Malheureusement, avec le réchauffement climatique, la séparation de gigantesques blocs de glace depuis l’Antarctique ne fait que s’accroître. Mais en contrepartie, la dérive d’un immense iceberg vient de révéler l’existence d’un écosystème marin vieux de plusieurs milliers d’années. Le Daily Geek Show vous en dit plus.
Sous l’iceberg A-68
En juillet dernier, un iceberg de la taille de l’état du Delaware aux États-Unis s’est détaché du glacier Larsen C situé en Antarctique. Ce genre d’événements, la création d’icebergs, est appelé vêlage en glaciologie. Si sa taille impressionnante et la vitesse alarmante à laquelle ces gigantesques blocs de glace se détachent du continent ont fait les gros titres, l’iceberg refait parler de lui dernièrement pour une toute autre raison.
Il se trouve qu’en se détachant de la péninsule antarctique, l’iceberg A-68 a libéré près de 5 800 km² de sous-sol marin qui était jusque-là caché sous la glace pendant près de 120 000 ans.
« C’est tout simplement une zone fantastique et inconnue pour la recherche scientifique » , raconte Susan Grant, biologiste marine au sein du British Antarctic Survey (BAS). « Nous savons très peu de choses sur ce qui pourrait ou ne pourrait pas vivre dans ce type de zones, et en particulier savoir comment cela pourrait changer avec le temps » .

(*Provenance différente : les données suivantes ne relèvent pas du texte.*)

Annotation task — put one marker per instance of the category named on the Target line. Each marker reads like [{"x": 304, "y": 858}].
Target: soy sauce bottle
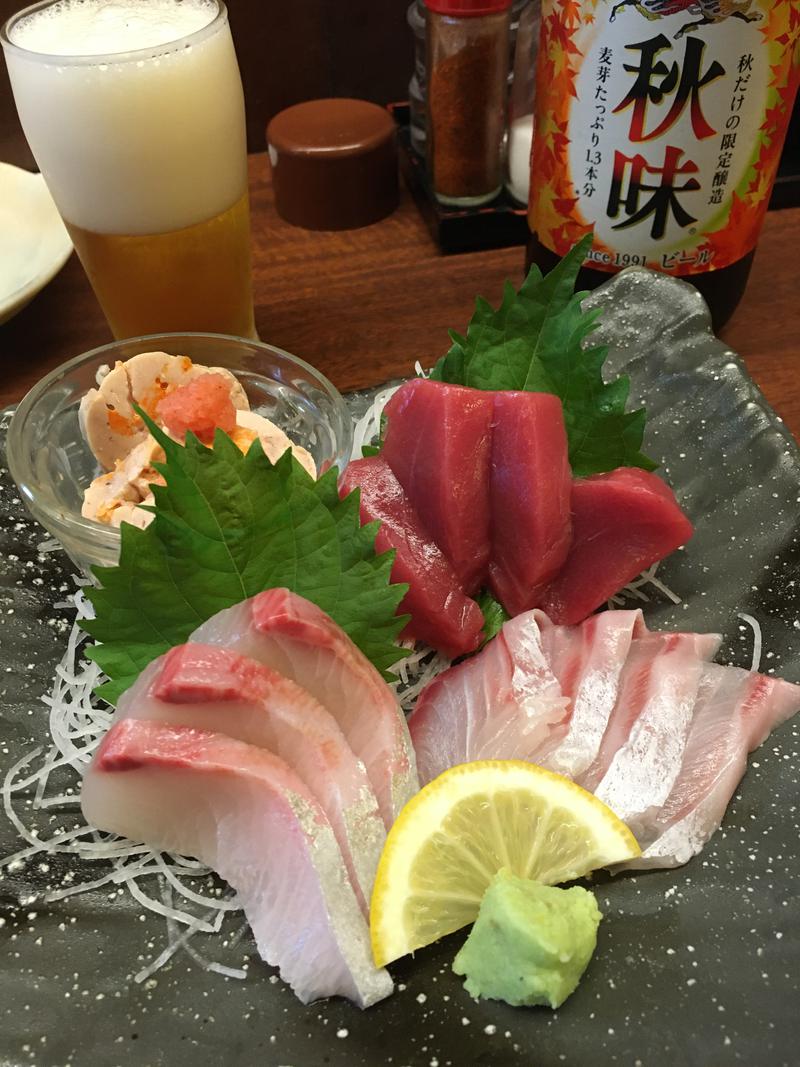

Une course contre la montre
Désormais, les biologistes du monde entier sont face à une course contre la montre pour explorer ce nouvel écosystème. S’ils sont suffisamment rapides à accéder à la zone désormais libérée de la glace, ils pourront étudier ce qu’il se passe là-dessous… Avant que l’écosystème préservé ne soit modifié par la perte de la glace.
Julian Gutt, écologiste marin pour l’Institut des recherches marines Alfred Weneger à Bremerhaven (Allemagne), renchérit : « Je ne peux pas imaginer un changement plus radical dans les conditions environnementales de n’importe quel écosystème sur Terre« .
Le cas de 2005
En 2005, des géophysiciens d’un programme américain en Antarctique avaient capturé des images du fond sous-marin sous le glacier Larsen B. Sur ces images, les scientifiques ont pu observer un sol tapissé d’une substance blanche, que ceux-ci ont interprété comme étant une couche de microbes se nourrissant au souffre. Ils ont également pu observer de très gros spécimens de mollusques et d’autres organismes chimiotrophiques (qui se nourrissent sans avoir besoin de la lumière du soleil).
C’était la première observation d’un écosystème chimiotrophique en Antarctique. Le problème, c’est que lorsque l’équipage du Polarstern est arrivé sur les lieux deux ans après la découverte, l’équipe de Julian Gutt n’a pu observer que des coquilles de mollusques morts ainsi qu’une couche de plantes en décomposition et des sédiments.
Il s’agit donc de ne pas reproduire la même erreur avec l’iceberg A-68.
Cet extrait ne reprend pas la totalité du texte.